# Filtering https with Squid, but only at a basic level?



## mariourk (Nov 2, 2015)

Hi,

I want to filter https traffic with Squid, but only on a very basic level. I'm not interrested in the actual content. I don't want Squid to act as a man-in-the-middle and I don't want Squid to decrypt anything. All I want is to block certain sites for certain people and that's it. Someone in department X is allowed to visit ebay.com, while someone at deparment Y is not. That's it. And is someone at department X is browsing all kinds of adult content on ebay.com, I simply don't care.

The problem is that tutorials about filtering https delve much deeper than just that. They explain how to create SSL-certificates, making all hosts trust this certificate, having Squid handling the https-connection, decrypt everything, filter it, decrypt it again and send it to the browser. In other words, it's a hassle and far more than I need.
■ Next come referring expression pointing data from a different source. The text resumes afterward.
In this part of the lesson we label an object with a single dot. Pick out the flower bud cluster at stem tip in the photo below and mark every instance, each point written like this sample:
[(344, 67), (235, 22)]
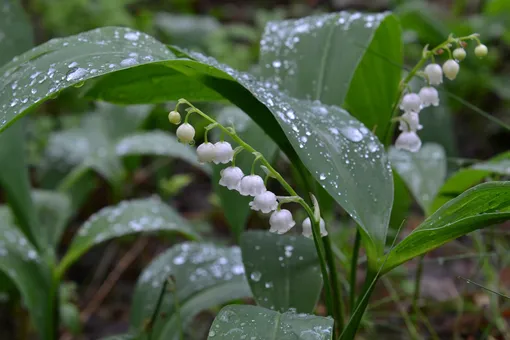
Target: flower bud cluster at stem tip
[(233, 178), (412, 103)]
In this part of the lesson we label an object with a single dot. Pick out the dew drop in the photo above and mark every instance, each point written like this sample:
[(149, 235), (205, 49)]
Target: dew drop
[(255, 276)]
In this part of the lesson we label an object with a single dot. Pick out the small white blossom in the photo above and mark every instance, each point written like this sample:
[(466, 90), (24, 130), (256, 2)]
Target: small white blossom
[(223, 152), (265, 202), (252, 185), (408, 141), (411, 102), (451, 69), (410, 121), (281, 221), (307, 228), (481, 51), (429, 96), (459, 53), (185, 133), (206, 152), (434, 73), (231, 177), (174, 117)]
It should be possible to keep it much simpler, if I don't need all that. Right?


----------



## tingo (Nov 2, 2015)

And squid's FAQ doesn't help?
http://wiki.squid-cache.org/SquidFaq/SquidAcl#How_can_I_block_access_to_porn_sites.3F


----------



## mariourk (Nov 2, 2015)

That is what I've been doing for years. But as far as I know, that only works for http.


----------



## sidetone (Nov 2, 2015)

There's a book, "Squid Proxy Server 3.1: Beginner's Guide," by packt publishing. All I know about it, is what's in the book's description, and it's one of the few books on the topic. It's just a mention. If you can find your information for free, go for it. I'm not stopping the conversation, maybe someone could know and answer.


----------



## usdmatt (Nov 2, 2015)

> All I want is to block certain sites for certain people and that's it. Someone in department X is allowed to visit ebay.com, while someone at deparment Y is not


The problem is, the entire HTTP request is encrypted, so you've no idea what website people are going to unless you can decrypt the data. The only way to decrypt the data is to go through the hell of the MITM style config, which is probably why all the filtering HTTPS guides go down that route. There really isn't any other way of seeing what the traffic is doing.

The closest you will get it to block the IP ranges of the websites. But of course that isn't foolproof as some will be hosted in multiple locations and may change addresses from time to time.


----------



## usdmatt (Nov 2, 2015)

The other alternative is to set all the machines to use your own DNS server, then configure that to return the address of some local web server that shows a 'Website blocked' message for domains you want to block. I know with Bind you can set different 'views', so different ranges of client IP addresses will see different DNS records.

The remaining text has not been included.